A quel punto il concerto è decollato con Cammina cammina di Pino Daniele (contenuta nel suo album d’esordio del 1977, in cui si parla di vecchiaia e di attesa della morte), con Quantu tiempo ce vò (un brano di Claudio Mattone portato al successo da Edoardo De Crescenzo), con un’altra melodia senza tempo come Passione, con il duetto strumentale di Nico Di Battista e Oscar Montalbano (una sorta di intervallo vissuto come spartiacque tra la prima e la seconda parte dell’esibizione) in cui i due chitarristi (due autentici fuoriclasse) introducendo il riff di Hit the Road Jack hanno fatto il verso a Tu vuò fa l’americano di Renato Carosone a ribadire che l’ibridazione sonora e verbale ha avuto un ruolo a Napoli ben prima di Pino Daniele.

Con Oscar Montalbano e Nico Di Battista.

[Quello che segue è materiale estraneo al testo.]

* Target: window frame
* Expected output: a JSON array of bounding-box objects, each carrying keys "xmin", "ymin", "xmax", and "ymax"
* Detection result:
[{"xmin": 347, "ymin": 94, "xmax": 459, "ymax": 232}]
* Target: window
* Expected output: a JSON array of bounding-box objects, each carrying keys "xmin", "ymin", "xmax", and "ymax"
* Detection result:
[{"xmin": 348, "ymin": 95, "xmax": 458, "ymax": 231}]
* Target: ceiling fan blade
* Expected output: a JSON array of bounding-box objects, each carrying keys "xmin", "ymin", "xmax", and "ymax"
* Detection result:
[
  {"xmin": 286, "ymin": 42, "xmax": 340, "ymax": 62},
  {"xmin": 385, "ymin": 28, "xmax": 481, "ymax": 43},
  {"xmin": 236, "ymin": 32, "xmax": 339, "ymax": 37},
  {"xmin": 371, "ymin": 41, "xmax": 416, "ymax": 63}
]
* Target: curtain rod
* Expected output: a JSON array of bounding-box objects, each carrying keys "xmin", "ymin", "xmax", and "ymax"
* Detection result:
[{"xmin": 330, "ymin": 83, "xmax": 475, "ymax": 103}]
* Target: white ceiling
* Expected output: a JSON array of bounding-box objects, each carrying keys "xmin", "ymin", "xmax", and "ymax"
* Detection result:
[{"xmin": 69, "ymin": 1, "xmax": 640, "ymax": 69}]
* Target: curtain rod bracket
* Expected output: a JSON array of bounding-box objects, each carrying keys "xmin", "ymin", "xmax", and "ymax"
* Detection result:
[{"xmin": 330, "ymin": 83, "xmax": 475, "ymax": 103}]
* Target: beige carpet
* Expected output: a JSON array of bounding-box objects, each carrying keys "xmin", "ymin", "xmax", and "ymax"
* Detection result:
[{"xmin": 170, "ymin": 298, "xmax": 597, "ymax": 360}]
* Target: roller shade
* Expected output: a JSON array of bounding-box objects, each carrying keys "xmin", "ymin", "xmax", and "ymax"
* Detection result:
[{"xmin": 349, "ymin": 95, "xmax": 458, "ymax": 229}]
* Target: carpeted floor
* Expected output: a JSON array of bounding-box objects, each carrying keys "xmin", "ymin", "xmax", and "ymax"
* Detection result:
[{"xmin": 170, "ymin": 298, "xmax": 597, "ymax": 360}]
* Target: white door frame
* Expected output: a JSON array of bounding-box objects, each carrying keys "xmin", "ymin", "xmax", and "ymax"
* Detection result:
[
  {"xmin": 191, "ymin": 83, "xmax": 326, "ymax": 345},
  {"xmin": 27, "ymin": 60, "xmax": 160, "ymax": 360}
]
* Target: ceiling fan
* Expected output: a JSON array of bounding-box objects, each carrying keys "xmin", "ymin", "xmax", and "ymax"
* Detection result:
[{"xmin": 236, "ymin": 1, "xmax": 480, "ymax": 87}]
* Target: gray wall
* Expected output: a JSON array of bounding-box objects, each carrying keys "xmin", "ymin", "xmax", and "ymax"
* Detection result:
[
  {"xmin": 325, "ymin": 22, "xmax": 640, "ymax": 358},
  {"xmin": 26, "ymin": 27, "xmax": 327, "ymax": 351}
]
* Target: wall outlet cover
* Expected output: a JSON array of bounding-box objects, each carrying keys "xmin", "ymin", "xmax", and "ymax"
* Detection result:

Foto di Angelo Orefice

Nella seconda parte in sequenza Santa Lucia Luntana, inno dolente all’allontanamento forzato dalla propria terra, Nun te scurdà una preghiera laica degli Almamegretta, Don Salvatò di Enzo Avitabile hanno introdotto il momento più emozionante, a mio avviso, di tutto il concerto, il duetto tra Joe Barbieri e Mario Rosini, una delle voci più belle, se non la più bella, di tutta la musica italiana (solo che non riusciamo ancora a capire per quale motivo si ostini a frequentare, senza far nomi, spettacoli e platee improbabili e assolutamente non all’altezza del suo talento) con delle versioni straordinarie di Munasterio ‘e Santa Chiara e Voglia ‘e turnà di Teresa De Sio. Vulesse ‘o cielo (l’unica composizione originale dell’album), Cu’ mme di Enzo Gragnaniello (una composizione in cui il mare è la metafora di una intensa spiritualità, già immortalata da Mia Martini e Roberto Murolo), Lacreme napulitane (un brano del 1925 cantato da tutti, ma non contenuta in «Vulìo»), la celeberrima ‘O Surdato ‘nnamurato hanno chiuso in bellezza uno dei live più emozionanti  cui ci è capitato di assistere nell’ultimo periodo.

I bis (richiesti a gran voce) – ‘Na bruna di Sergio Bruni, Putesse essere allero di Pino Daniele, Reginella (l’unico dei tre a far parte della scaletta dell’album) – hanno rafforzato in noi la convinzione che esistono soltanto due tipi di musica, quella bella e quella brutta, e che quella di Joe Barbieri appartiene alla prima categoria.